Speaking to a large audience at Asia Society headquarters in New York, Clark presented the recommendations put forth in the Asia Society Task Force report Current Realities and Future Possibilities in Burma: Options for U.S. Policy. The report commends President Obama's new policy of "pragmatic engagement" and offers a detailed strategy that positions the United States to respond effectively and flexibly to the twists and turns that a potential transition in Burma may take. In conjunction with this Task Force report, Asia Society also coordinated a wide-ranging review of Asian policy toward Burma, incorporating perspectives from leading experts in Australia, China, India, Indonesia, Japan, Malaysia, Philippines, Singapore, and Thailand.
General Clark, who served as co-chair of the Task Force, was joined by Task Force Senior Advisor Priscilla Clapp, who provided a nuanced view of political and social developments within Burma in advance of the 2010 elections. She observed that the new government will become "quasi-parliamentary" and, though it will be riddled with ex-military officials, the new constitution requires the participation of civilians and representatives of different nationalities. "It's what happens after the first five years that will tell whether this is a real transition or not," she cautioned.
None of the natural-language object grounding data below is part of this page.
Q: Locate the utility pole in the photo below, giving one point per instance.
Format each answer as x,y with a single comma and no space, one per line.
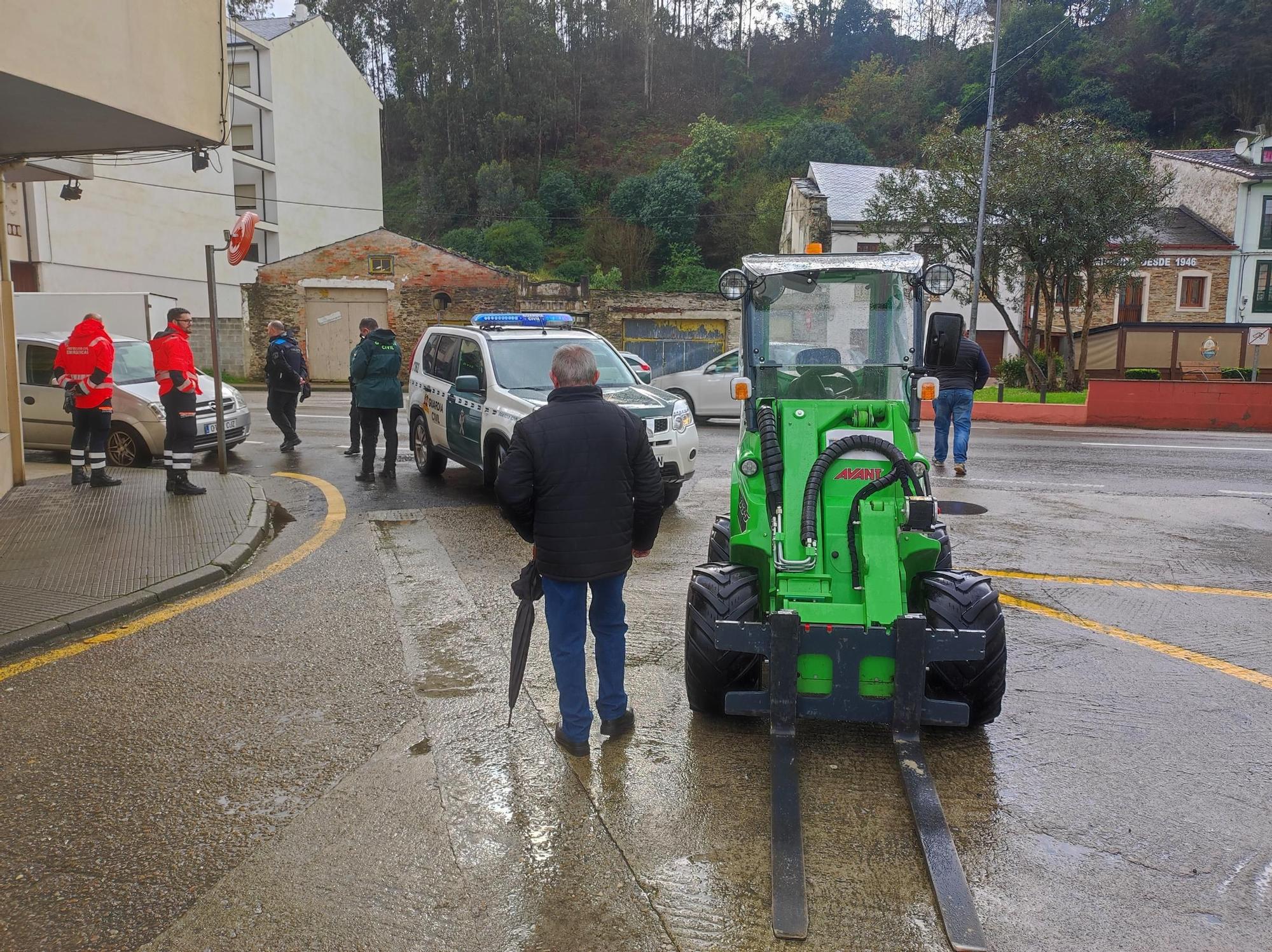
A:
985,172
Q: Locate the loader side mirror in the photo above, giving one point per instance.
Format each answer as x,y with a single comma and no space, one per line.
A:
944,333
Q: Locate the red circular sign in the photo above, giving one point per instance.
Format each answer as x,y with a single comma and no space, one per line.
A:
241,237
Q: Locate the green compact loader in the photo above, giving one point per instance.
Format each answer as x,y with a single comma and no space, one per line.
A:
830,591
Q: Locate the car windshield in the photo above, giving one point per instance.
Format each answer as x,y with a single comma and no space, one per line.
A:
525,363
831,334
133,363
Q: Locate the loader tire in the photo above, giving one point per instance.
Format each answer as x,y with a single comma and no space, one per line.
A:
718,546
967,601
719,592
946,559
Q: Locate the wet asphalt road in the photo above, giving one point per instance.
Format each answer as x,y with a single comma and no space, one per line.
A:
324,761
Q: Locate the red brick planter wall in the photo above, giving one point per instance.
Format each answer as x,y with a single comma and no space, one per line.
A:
1181,405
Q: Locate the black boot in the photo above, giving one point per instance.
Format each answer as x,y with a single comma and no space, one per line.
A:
185,488
101,479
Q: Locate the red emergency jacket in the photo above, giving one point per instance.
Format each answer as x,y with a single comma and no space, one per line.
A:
87,359
175,362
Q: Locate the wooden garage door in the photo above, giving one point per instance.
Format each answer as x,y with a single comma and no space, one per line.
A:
331,326
674,344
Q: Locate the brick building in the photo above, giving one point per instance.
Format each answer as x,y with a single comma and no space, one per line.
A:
409,286
1186,283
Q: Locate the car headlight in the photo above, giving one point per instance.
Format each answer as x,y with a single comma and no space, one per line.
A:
681,417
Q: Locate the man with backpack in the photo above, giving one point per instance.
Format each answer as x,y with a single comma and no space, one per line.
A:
286,377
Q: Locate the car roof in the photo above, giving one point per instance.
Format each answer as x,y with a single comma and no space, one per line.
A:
57,338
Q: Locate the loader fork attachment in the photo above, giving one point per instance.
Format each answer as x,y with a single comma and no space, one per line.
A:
780,639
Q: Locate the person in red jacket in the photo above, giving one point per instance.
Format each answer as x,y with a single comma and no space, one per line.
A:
179,392
83,367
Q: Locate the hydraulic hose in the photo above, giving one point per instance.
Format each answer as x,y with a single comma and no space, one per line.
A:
858,441
771,456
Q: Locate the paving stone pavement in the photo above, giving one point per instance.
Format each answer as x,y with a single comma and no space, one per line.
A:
68,549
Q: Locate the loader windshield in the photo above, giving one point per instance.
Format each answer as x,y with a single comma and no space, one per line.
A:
853,328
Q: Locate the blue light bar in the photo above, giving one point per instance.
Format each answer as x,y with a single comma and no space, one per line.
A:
520,320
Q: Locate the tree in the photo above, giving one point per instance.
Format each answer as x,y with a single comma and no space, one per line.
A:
816,142
559,197
515,245
710,152
498,195
465,241
672,203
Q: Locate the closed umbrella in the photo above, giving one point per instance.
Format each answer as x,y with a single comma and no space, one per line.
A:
530,590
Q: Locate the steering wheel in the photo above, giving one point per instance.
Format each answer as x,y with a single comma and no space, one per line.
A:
824,383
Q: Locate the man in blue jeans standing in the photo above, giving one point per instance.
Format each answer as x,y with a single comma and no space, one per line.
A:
581,483
955,401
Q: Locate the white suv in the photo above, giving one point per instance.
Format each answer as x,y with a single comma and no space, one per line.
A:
471,385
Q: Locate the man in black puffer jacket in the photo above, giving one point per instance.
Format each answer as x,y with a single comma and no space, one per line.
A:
582,484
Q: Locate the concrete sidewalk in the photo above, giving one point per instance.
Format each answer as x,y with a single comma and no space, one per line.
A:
72,558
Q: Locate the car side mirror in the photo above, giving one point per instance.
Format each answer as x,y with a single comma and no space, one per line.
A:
944,333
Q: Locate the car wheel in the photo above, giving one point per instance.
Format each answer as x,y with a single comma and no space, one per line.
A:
428,460
495,456
125,447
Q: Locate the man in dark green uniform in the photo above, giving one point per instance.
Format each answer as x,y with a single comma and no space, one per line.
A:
373,367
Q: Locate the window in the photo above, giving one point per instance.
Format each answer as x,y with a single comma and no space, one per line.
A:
245,198
40,366
726,364
1264,288
1192,292
471,363
445,362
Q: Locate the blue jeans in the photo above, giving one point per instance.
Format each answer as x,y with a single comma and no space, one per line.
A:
565,604
957,405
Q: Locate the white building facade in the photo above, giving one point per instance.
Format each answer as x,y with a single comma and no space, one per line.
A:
1232,190
303,151
829,207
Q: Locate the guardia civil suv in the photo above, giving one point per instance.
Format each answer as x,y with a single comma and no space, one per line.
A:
471,385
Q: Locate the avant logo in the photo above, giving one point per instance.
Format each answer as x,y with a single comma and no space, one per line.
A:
861,474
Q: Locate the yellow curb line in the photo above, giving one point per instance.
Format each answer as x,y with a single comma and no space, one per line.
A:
1255,677
330,525
1124,583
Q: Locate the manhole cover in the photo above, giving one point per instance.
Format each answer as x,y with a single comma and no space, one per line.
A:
952,507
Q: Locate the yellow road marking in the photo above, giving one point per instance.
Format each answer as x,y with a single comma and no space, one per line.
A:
1125,583
330,525
1255,677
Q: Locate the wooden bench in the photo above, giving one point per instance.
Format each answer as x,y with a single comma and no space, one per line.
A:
1201,371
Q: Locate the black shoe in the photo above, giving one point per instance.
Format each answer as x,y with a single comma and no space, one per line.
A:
578,748
185,488
620,726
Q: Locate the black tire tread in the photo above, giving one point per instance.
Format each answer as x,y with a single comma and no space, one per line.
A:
964,601
719,592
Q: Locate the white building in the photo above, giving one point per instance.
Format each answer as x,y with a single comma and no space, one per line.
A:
303,152
829,207
1232,190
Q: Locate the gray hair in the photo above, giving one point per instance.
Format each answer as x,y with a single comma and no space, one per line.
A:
574,366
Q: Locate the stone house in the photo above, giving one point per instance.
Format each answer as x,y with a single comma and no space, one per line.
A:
410,286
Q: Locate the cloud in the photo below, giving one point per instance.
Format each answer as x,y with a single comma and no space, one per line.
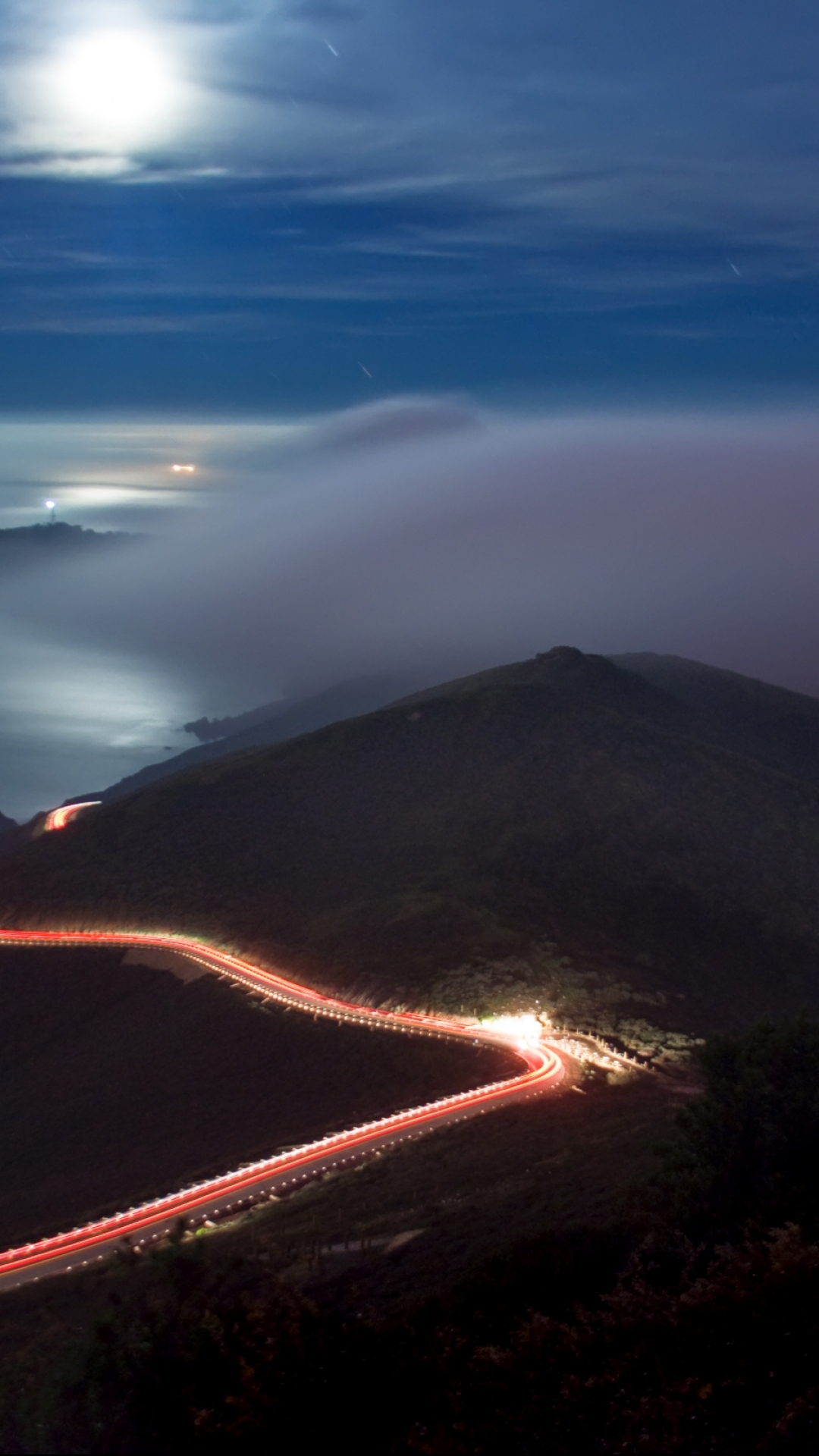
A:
441,541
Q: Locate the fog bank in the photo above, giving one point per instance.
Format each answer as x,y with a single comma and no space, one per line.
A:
426,536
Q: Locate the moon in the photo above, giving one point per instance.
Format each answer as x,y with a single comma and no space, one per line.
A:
118,83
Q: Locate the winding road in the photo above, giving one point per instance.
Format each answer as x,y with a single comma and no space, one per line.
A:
256,1183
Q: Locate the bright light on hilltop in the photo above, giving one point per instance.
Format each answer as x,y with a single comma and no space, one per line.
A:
523,1030
117,82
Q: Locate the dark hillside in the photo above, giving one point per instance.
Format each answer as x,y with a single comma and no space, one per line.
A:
561,801
44,545
283,721
771,724
120,1082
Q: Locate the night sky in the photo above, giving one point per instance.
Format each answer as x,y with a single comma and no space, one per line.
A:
485,325
526,200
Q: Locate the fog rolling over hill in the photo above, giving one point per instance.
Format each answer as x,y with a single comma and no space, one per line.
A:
24,548
265,726
554,821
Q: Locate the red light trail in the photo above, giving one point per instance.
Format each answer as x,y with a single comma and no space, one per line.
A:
57,819
254,1183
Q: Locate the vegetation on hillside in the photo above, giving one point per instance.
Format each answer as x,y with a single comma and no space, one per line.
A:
120,1082
651,1334
558,802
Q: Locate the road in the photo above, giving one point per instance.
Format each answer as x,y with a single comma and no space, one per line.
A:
254,1183
57,819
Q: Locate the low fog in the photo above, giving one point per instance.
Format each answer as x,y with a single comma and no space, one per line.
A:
428,538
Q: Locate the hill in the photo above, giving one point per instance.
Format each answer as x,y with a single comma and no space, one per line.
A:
27,546
121,1082
556,830
771,724
261,727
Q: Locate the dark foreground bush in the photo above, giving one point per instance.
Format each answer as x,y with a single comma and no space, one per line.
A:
697,1337
205,1359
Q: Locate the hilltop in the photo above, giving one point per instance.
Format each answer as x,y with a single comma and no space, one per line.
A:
557,829
278,723
24,546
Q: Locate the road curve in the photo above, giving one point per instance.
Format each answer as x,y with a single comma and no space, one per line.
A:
57,819
270,1177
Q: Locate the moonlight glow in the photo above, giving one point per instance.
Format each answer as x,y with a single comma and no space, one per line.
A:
115,82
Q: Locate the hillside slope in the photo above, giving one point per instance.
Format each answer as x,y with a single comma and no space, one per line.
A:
561,802
284,721
771,724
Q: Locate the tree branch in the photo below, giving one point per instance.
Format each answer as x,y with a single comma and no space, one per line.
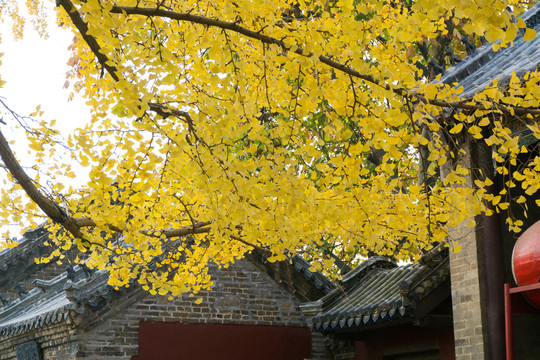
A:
90,40
265,39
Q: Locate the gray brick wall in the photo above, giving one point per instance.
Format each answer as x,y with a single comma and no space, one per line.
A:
241,294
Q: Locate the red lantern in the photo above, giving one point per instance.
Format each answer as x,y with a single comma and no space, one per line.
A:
526,262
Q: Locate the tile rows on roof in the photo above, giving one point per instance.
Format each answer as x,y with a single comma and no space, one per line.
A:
54,300
380,293
478,70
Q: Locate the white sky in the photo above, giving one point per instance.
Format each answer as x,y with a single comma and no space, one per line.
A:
35,72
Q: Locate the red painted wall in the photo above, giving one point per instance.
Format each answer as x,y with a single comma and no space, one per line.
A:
405,337
175,341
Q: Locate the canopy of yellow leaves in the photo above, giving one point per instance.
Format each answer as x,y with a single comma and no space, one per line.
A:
253,124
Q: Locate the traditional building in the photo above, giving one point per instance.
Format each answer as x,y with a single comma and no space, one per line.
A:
384,311
479,270
252,312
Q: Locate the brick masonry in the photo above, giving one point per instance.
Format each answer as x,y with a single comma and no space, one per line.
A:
241,294
464,274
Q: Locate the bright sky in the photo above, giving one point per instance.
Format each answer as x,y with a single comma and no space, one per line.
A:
35,72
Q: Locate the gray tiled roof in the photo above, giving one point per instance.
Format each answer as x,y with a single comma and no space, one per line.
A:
379,290
478,70
53,301
315,277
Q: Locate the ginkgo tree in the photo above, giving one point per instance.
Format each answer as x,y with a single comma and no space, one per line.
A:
290,127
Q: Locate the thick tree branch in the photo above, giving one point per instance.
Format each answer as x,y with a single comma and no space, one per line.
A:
265,39
466,104
50,208
73,225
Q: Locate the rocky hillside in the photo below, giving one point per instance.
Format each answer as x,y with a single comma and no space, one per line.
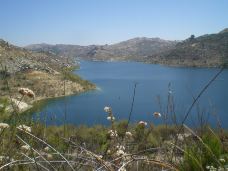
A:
133,49
38,71
210,50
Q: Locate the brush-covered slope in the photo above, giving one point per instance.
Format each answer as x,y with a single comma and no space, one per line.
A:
48,75
210,50
133,49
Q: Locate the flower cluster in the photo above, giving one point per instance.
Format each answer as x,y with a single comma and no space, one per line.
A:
24,128
110,118
25,148
4,125
113,133
128,134
107,109
157,114
142,123
26,92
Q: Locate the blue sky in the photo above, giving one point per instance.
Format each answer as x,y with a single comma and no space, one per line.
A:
84,22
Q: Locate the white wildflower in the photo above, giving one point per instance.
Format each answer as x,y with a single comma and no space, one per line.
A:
46,149
142,123
180,137
113,133
99,156
49,156
128,134
24,128
4,125
157,114
122,169
107,109
26,92
110,118
25,147
120,152
108,151
222,160
120,147
208,167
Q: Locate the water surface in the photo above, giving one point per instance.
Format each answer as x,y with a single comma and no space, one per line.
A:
115,82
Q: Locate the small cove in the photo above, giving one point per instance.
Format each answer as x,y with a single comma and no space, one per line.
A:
115,82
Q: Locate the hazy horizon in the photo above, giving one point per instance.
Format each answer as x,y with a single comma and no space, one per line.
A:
87,22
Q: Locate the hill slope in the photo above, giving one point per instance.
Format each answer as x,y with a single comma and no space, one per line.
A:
209,50
40,72
133,49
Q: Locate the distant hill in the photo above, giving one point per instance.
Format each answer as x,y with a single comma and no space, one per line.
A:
133,49
210,50
47,74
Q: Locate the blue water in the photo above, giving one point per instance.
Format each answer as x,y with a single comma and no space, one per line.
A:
115,85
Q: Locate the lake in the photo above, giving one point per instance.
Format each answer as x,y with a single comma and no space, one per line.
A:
115,85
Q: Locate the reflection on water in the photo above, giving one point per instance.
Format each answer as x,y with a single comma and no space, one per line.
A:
115,82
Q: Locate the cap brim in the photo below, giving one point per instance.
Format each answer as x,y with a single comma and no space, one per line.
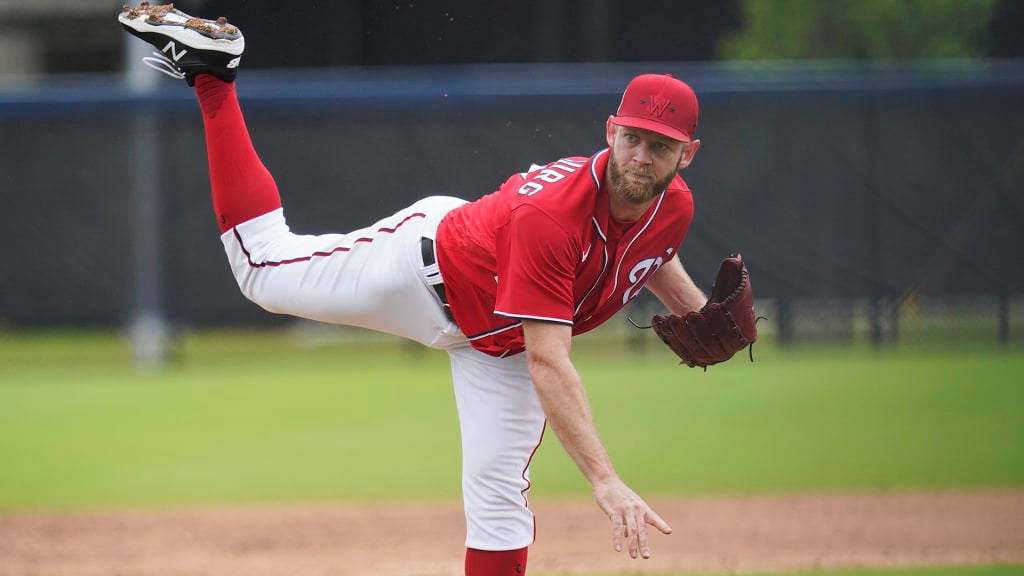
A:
653,126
Director of Policy Studies at Asia Society and Task Force Project Director Suzanne DiMaggio moderated a discussion that touched on a variety of topics, including the necessity of engaging regional actors in the future U.S. policy toward Burma. General Clark concluded that the United States on its own can have only a limited impact on the course of political developments in Burma. "The United States would be best advised to make collaboration with other concerned governments and international institutions the centerpiece of its policy toward Burma over the long term," he said.